E-Ticaretin Önemli Etkileri
Birçok perakendeci için, e-ticaretin büyümesi markaların erişimini genişletti ve kârlılıklarını olumlu yönde etkiledi. Ancak çevrimiçi pazarı benimsemekte yavaş olan perakendeciler için etki farklı oldu. Arada kalan bazı perakendeciler, e-ticaretin etkisine tepki olarak en büyük değişiklikleri hissedenlerdir. Birçok küçük işletme için e-ticaretin benimsenmesi yavaş bir süreç olmuştur. Ancak, onu benimseyenler e-ticaretin yeni fırsatlara kapı açabileceğini keşfettiler. Yavaş yavaş, küçük işletme sahipleri e-ticaret mağazaları açıyor ve tekliflerini çeşitlendiriyor, daha fazla müşteriye ulaşıyor ve çevrimiçi/mobil alışverişi tercih eden müşterilere daha iyi uyum sağlıyor.
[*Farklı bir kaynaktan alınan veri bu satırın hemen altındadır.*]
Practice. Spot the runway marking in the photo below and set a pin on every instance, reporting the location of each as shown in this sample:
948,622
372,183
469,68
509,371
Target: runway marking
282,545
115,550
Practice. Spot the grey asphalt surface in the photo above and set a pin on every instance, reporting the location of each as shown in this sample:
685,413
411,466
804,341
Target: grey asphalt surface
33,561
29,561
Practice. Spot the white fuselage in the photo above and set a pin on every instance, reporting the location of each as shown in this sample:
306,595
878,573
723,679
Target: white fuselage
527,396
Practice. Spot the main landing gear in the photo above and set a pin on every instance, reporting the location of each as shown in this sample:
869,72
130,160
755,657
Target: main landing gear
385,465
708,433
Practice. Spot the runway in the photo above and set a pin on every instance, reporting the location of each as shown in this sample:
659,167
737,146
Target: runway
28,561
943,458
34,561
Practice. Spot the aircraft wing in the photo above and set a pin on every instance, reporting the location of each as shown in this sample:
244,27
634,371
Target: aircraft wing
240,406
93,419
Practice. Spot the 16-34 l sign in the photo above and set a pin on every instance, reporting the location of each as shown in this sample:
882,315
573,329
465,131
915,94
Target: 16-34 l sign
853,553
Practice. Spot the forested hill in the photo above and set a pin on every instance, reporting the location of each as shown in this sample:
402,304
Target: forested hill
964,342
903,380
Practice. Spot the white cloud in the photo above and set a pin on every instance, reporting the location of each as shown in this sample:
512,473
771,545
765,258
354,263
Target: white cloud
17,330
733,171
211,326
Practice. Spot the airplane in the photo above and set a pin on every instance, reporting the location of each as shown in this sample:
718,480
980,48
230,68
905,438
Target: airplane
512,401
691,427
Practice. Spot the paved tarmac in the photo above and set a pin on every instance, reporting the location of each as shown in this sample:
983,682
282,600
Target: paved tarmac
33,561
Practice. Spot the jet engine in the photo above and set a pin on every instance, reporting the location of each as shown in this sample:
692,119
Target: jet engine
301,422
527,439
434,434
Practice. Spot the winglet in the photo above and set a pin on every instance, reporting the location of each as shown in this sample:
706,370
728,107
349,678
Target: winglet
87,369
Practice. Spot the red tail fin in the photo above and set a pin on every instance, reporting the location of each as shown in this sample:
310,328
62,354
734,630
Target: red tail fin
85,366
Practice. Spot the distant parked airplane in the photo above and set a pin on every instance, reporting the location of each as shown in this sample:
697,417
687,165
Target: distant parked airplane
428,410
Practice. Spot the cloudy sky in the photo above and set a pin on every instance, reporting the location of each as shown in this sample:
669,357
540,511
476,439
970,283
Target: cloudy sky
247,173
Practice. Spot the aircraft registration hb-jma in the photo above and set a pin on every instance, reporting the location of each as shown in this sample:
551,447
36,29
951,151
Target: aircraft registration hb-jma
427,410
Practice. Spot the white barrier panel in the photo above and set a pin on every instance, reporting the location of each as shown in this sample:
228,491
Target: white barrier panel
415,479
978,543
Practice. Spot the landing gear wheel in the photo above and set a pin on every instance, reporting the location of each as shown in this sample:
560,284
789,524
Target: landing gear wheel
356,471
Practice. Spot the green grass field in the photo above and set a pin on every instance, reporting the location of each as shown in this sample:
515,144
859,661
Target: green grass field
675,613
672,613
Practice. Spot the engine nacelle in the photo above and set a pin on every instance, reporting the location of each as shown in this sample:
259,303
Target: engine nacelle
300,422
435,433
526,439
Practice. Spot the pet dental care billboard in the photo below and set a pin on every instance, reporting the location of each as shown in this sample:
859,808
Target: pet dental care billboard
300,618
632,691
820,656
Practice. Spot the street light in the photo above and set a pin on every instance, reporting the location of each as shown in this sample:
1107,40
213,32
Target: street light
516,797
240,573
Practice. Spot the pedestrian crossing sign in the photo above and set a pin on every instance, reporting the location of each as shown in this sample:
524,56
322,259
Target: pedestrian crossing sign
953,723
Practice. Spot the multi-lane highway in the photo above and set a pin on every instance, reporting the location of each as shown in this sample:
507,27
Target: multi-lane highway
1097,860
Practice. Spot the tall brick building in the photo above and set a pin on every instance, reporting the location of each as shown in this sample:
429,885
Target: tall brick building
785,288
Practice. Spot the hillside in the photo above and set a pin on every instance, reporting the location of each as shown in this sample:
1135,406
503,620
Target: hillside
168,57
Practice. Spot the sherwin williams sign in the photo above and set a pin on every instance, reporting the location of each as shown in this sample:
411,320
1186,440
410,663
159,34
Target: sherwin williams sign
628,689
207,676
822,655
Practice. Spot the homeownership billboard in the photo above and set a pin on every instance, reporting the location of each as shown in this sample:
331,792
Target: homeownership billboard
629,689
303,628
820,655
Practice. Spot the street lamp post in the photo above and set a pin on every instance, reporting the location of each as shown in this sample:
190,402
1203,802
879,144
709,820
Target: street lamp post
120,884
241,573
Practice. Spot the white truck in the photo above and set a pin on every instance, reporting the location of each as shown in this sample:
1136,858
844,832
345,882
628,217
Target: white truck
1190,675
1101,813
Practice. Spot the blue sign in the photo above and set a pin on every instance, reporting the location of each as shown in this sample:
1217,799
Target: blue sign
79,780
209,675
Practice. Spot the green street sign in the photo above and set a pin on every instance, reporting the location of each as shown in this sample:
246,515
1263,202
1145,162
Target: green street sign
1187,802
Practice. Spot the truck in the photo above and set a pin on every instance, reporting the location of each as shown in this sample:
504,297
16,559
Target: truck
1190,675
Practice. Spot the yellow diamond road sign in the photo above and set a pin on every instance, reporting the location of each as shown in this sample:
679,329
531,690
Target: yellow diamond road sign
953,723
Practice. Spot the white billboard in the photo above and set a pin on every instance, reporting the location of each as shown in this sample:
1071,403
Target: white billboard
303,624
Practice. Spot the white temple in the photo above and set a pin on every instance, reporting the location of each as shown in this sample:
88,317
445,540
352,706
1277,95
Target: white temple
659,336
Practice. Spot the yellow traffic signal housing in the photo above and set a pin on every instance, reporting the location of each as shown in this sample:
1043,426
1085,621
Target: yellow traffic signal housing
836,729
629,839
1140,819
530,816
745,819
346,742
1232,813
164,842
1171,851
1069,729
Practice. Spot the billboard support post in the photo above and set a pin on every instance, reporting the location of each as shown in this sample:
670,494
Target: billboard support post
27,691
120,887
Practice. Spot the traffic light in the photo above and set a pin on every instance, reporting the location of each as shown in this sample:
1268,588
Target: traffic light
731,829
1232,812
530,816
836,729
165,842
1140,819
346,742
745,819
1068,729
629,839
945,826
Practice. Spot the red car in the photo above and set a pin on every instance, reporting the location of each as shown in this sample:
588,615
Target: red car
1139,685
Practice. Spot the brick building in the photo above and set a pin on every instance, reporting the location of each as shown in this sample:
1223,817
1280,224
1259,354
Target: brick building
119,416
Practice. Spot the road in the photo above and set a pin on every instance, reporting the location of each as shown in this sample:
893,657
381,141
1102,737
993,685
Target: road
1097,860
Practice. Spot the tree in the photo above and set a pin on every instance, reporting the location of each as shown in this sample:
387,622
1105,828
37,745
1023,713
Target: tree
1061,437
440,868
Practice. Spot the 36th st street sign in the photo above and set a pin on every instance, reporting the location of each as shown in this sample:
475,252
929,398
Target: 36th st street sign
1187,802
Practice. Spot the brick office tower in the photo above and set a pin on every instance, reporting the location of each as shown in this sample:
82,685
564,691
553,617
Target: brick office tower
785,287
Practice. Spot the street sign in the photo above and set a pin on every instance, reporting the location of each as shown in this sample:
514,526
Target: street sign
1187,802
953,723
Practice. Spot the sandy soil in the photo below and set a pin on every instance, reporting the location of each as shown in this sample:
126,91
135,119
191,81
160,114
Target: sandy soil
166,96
B2B şirketleri, B2C şirketlerini yakalamak adına çevrimiçi müşteri deneyimlerini geliştirmek için çalışıyor. Bu, birden fazla temas noktasıyla çok kanallı bir deneyim oluşturmayı ve müşterilerle kişiselleştirilmiş ilişkiler oluşturmak için verileri kullanmayı içerisinde barındırıyor. E-ticaret çözümleri self servisi mümkün kılar, fiyat karşılaştırması için daha kullanıcı dostu platformlar sağlar ve B2B markalarının alıcılarla ilişkilerini sürdürmesine de yardımcı olur. E-ticaret pazarları, 1990’ların ortalarından bu yana Amazon, Alibaba ve diğerleri gibi bugün bildiğimiz devlerin piyasaya sürülmesiyle dünya çapında yükseliştedir.